Wednesday, September 12, 2007

Midnite Madness: From Beyond


I love Stuart Gordon.

Not in a half-assed, I love Re-Animator and thus feel an affection for him way.

I enjoy and admire nearly all of his work, including less acclaimed works like Fortress and Space Truckers.

But until last night, the movie of his it had been the longest since I had seen was From Beyond, one of his most acclaimed movies. Not only that, but a movie I remembered quite fondly from my younger days.

I can't say I'm anything but glad to have made the wait. Seeing this newly restored version, as a more adult viewer, I must say this is something of a revelation. It's not a better movie than Re-Animator, but I think it is a more mature one.

Gordon and screenwriter Dennis Paoli take the short story, From Beyond by H.P. Lovecraft, as a jumping off place for an imaginative story about a psychiatrist who takes a schizophrenic man to recreate the experiments that drove him to his possible madness.

It's certainly not a perfect story. Those involved point out several popular nitpicks on the commentary, most of which made me roll my eyes as serious nitpicks more than they did as plot problems during the proper flow of the movie itself. More than those, I felt that the missing scene that apparently Gordon cut himself prior to the scissors of the MPAA reaching the movie and thus immune from the saving hand of editor Lee Percy is one in which Dr. Edward Pretorius drives a nail into the tongue of a young woman with whom is engaged in a BDSM relationship. The mere nature of the relationship may have seemed like it would suggest to an audience of his perversion in 1986, but in 2007, when as Dan Savage says, "Bondage is the new oral sex", that extra something might have made the point better.

Atrocious (and misleading) DVD cover art aside, this long anticipated restored DVD release is the answer to the dreams of many horror fans.


2 comments:

cinebeats said...

It's great to read some Stuart Gordon love! I really like him a lot too, even some of his straight-to video Full Moon flicks as well like Robot Jox and his underrated Pit and the Pendulum remake.

Confession time...

I'm a big Full Moon fan! They helped keep horror interesting in the early '90s. Without them my inner horror/sci-fi film fanatic might have gone nuts.

I was really happy when I heard that From Beyond was finally getting a DVD release. I think it's just as good as Re-Animator, but it's a different film and more "mature" might be a a good way to describe it.

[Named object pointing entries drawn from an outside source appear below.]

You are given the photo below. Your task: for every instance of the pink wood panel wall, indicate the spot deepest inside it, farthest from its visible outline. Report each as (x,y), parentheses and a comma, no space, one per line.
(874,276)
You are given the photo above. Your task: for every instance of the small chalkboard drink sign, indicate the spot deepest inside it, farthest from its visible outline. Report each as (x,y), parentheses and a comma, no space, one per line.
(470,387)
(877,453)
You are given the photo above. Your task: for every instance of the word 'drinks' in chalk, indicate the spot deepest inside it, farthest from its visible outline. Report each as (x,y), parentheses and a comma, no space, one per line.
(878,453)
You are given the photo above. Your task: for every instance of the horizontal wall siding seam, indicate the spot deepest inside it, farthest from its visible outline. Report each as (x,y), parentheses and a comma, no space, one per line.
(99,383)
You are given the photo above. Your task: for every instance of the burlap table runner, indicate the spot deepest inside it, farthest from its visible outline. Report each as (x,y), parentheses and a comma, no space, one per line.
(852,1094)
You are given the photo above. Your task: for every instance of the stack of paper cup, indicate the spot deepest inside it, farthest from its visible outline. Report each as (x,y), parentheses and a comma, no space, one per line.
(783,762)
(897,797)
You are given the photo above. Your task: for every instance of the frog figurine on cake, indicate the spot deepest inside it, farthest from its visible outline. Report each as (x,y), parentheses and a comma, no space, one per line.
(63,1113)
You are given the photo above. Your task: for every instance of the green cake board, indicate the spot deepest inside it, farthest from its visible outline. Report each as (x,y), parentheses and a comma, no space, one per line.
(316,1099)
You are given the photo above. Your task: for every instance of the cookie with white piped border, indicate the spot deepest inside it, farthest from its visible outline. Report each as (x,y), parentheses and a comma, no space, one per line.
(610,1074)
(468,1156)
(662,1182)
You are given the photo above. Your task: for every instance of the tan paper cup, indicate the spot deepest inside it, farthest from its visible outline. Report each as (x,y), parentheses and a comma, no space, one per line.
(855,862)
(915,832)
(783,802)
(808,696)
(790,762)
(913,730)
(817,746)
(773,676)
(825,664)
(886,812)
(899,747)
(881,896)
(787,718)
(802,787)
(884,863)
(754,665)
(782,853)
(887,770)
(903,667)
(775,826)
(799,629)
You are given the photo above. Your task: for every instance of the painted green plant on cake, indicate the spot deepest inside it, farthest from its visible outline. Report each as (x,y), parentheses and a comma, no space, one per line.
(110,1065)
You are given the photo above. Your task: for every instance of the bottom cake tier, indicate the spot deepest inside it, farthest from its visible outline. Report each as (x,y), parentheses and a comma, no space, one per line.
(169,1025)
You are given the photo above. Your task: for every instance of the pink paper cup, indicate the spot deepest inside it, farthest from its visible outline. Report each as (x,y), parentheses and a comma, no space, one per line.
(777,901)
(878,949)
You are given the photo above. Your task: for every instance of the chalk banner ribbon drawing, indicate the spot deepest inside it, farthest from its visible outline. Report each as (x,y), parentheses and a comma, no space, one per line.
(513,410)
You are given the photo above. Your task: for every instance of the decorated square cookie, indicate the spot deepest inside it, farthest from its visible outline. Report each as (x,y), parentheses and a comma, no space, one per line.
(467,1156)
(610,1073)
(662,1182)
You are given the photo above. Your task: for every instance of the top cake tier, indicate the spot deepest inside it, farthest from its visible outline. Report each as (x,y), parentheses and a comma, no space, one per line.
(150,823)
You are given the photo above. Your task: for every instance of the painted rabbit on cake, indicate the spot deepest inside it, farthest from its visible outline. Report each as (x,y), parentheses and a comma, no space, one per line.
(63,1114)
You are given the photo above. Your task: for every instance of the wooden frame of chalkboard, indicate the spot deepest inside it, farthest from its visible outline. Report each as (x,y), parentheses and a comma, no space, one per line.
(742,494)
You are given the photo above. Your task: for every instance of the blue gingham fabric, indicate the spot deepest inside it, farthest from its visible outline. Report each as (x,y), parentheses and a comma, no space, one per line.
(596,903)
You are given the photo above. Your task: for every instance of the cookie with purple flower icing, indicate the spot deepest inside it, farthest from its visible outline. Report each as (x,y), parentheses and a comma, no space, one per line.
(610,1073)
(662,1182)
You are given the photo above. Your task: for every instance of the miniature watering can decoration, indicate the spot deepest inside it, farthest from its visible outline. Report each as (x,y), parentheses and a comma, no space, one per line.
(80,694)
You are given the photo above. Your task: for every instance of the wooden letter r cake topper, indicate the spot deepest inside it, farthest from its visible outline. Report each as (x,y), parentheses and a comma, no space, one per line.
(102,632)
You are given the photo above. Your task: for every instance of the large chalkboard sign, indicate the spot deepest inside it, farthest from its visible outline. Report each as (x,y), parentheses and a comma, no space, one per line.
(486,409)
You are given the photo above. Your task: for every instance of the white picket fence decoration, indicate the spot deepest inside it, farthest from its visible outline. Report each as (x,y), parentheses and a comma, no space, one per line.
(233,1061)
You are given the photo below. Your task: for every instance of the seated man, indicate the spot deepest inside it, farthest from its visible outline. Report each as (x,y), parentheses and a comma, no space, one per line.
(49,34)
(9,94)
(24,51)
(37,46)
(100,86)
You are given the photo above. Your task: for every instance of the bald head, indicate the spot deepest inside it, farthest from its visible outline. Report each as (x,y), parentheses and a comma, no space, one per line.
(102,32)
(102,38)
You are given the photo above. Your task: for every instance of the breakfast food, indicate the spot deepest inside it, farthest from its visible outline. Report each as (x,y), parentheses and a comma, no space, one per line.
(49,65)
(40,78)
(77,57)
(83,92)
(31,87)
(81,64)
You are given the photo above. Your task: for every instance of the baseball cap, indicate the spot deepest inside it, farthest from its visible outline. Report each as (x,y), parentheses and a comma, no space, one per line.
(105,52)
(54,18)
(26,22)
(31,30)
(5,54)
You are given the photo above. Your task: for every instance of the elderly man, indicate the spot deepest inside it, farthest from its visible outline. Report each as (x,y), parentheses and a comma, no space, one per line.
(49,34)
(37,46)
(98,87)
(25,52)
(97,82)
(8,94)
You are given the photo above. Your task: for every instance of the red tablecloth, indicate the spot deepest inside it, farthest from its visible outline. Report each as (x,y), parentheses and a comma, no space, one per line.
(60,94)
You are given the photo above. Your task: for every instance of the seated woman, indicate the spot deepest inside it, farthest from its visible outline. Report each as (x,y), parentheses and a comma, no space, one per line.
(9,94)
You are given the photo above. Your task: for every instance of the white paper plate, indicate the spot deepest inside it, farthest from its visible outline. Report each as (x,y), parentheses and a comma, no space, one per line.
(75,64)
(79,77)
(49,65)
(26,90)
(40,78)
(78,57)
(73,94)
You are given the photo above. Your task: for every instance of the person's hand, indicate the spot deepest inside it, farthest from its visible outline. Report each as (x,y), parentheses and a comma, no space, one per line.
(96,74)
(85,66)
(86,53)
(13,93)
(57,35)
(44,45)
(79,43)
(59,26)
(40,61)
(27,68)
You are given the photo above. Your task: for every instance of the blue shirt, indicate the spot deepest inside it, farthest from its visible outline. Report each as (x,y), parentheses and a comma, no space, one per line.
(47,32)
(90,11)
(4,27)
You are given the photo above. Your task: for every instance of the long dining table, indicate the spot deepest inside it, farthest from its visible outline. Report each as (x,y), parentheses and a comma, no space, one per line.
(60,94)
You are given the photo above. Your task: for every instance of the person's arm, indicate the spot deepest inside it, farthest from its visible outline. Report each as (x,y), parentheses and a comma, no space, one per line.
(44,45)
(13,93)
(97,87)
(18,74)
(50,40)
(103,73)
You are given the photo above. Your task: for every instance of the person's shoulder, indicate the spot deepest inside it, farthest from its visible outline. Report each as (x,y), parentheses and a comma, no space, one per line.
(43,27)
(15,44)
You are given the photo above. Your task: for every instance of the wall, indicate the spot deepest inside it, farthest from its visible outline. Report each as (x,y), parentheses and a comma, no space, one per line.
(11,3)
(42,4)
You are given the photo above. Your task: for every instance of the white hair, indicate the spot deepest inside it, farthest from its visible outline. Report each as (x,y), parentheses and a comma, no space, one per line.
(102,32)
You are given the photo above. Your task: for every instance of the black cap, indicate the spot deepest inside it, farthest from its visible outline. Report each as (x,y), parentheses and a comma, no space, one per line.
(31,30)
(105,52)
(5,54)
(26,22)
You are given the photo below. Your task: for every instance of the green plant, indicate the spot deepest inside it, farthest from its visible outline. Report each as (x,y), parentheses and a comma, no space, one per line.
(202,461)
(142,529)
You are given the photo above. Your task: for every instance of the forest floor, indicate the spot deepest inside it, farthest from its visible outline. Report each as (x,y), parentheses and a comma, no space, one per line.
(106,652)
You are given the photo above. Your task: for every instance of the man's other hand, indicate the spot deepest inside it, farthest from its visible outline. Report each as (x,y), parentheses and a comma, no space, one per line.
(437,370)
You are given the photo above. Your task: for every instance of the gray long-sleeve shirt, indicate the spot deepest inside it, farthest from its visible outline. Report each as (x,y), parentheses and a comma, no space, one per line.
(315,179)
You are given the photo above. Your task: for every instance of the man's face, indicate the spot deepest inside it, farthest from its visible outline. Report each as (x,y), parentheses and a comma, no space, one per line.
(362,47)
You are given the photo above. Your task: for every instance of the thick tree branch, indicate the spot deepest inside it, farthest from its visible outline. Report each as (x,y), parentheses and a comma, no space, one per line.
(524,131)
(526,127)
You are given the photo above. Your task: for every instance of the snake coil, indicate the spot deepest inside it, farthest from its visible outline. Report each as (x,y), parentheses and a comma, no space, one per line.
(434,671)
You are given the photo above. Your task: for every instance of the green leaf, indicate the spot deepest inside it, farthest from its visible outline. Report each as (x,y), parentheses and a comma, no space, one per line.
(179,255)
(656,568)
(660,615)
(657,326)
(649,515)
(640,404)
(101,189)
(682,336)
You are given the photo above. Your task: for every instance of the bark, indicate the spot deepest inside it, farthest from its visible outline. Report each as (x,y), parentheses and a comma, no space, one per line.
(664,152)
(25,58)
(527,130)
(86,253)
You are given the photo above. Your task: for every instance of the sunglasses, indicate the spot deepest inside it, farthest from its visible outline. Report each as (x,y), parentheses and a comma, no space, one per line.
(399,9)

And what is up with that crappy cover art for the DVD? I almost missed seeing the film sitting on the shelf at my local Borders last night. Bad cover art really annoys me. I wish companies would just stick to the original poster art when they release films but I guess some half-ass graphic artist needed work.

Neil Sarver said...

Thanks for your comment.

Indeed, I considered both of the movies you mentioned as my examples, and am indeed quite fond of both. The two I picked are, however, are the ones that I most often get the look I'd expect from others were I to say "Gee, this men's room smells terrific!" when I note my enjoyment of them.

Robot Jox is probably my least favorite Stuart Gordon movie, which frankly speaks more to my love of his work than my dislike of it, since it's a fun movie that I enjoy quite a bit.

I'll confess here that, while I've enjoyed what I've seen, I've not seen a whole lot of the Full Moon titles from that period.

I'm not convinced that a graphic artist whose work is that poor deserves work. I would be an absolutely terrible graphic artist, but even I could do better than that. But then I feel that way about most of the DVD cover designs these days.

Mind you, the original From Beyond art (pictured in the post, for anyone unaware), is hardly my favorite horror poster of the time period, and I can see why someone felt it was worth attempting to create something a little different...

And, I must say, this art is struggling desperately to do the things I'd have told a graphic artist to try... Bring in more color to capture more the feeling of the movie, bring in more of the sci-fi element, blah, blah, blah...

But it fails so miserably at creating an aesthetically pleasing or even just eye-grabbing image and doesn't feel like it represents the movie itself at all. Looking at it, the person in charge should have sent the assignment to a qualified artist or simply shrugged and gone back to the original poster art, which certainly is evocative and eye-grabbing. That art is just plain embarrassing and to bad, because a lot of work clearly went into restoring the movie itself and providing some entertaining and informative extras. And while that is certainly, for me, the important part, it is like the marketing department decided to take a crap all over their work by making it an awful eye-sore that only existing fans of the movie would ever make the effort to purchase or rent.